I tried the Gradle sync button from IntelliJ and checked if the dependencies where messed up, but couldn't find anything. I'm guessing that IntelliJ just mixes up the caches from the two Projects, but I have no idea how to fix that.
This is the Gradle task I use to generate the jar file for Project B and also where the error supposedly lies:
task distribute(type: Jar){
from sourceSets.main.output
from (configurations.compile.collect {zipTree(it)}){ <--this is where IntelliJ complains
exclude 'META-INF/MANIFEST.MF'
exclude 'META-INF/*.SF'
exclude 'META-INF/*.DSA'
exclude 'META-INF/*.RSA'
}
manifest {
attributes 'Main-Class': project.mainClassName
}
doLast{
copy {
from "/build/libs/"
from "./logging.properties"
into "./jar"
}
copy {
from "./parameters"
into "./jar/parameters"
}
copy{
from "./README.txt"
into "./jar"
}
copy{
from "./batch/"
into "./jar/batch"
}
file(new File(projectDir, "/build")).deleteDir()
file(new File(projectDir, "/jar/batch/linux/buildJar")).delete()
file(new File(projectDir, "/jar/batch/windows/buildJar.bat")).delete()
}
}
And for comparison the equivalent Gradle task for Project A:
task distribute(type: Jar){
outputs.upToDateWhen { false }
from sourceSets.main.output
from (configurations.compile.collect {zipTree(it)}){
exclude 'META-INF/MANIFEST.MF'
exclude 'META-INF/*.SF'
exclude 'META-INF/*.DSA'
exclude 'META-INF/*.RSA'
}
manifest {
attributes 'Main-Class': project.mainClassName
}
doLast {
copy {
from "/build/libs/"
into "./jar"
}
copy {
from "./Config"
into "./jar/Config"
}
copy{
from "./README.txt"
into "./jar"
}
copy {
from "./scriptfiles"
into "./jar/scriptfiles"
}
file(new File(projectDir, "/build")).deleteDir()
}
}
Any ideas how to fix this?
CodePudding user response:
After a bit of trying around I found a Solution more or less.
It seems IntelliJ might not have been the issue, but Gradle itself.

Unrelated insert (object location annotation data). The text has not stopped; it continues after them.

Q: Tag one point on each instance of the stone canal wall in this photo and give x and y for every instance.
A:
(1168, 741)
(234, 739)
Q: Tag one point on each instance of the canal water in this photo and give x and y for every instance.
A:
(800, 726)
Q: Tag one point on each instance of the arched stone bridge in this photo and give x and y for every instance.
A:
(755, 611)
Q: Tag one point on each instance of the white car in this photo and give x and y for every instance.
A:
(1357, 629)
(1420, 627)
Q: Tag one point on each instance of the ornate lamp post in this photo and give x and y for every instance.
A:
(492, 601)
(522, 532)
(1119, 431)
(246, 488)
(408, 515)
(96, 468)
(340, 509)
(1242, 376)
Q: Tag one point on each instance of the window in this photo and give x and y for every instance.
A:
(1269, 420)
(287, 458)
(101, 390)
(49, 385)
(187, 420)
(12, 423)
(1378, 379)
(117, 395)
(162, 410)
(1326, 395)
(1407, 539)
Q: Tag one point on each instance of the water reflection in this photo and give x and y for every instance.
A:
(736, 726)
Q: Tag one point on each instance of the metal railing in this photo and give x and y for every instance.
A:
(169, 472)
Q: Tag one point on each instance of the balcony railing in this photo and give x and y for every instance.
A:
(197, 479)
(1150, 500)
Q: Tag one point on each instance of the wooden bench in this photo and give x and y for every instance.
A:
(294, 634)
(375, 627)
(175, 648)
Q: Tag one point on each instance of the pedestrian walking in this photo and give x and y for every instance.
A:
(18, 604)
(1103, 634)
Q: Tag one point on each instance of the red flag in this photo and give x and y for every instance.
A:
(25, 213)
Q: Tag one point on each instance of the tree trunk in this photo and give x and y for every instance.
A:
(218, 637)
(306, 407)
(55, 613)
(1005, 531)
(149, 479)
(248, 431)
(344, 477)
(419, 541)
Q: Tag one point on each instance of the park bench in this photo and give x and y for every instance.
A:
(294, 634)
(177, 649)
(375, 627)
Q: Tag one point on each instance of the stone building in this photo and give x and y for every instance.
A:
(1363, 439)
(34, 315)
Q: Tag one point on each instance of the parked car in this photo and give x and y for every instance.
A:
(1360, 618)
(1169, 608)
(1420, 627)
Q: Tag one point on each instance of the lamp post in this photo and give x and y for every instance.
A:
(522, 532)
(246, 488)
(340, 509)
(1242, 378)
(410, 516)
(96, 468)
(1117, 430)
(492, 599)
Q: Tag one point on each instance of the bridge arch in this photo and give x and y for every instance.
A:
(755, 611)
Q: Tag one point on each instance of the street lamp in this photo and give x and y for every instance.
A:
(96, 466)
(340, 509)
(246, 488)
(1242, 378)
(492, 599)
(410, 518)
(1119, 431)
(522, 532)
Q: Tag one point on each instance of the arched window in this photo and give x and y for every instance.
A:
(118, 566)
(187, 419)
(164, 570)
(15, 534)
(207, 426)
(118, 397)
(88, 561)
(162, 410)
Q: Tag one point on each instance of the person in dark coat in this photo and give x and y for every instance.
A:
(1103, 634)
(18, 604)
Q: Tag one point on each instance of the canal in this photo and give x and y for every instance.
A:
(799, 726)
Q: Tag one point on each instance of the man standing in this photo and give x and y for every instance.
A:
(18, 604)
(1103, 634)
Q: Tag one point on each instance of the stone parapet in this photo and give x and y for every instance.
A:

After I manually deleted the Gradle cache located under: %USERPROFILE%\.gradle\caches
the issue was gone and even after I switched back to Project A in IntelliJ (did not re-import it and also did not yet build it) it still worked fine. However I don't know how it would behave if I re-import a Project. One thing to Note is that Project A uses a newer Version of the Library in Question, so it might be more reliable to import the project with an older Library first. It might also have been just a random one-time bug.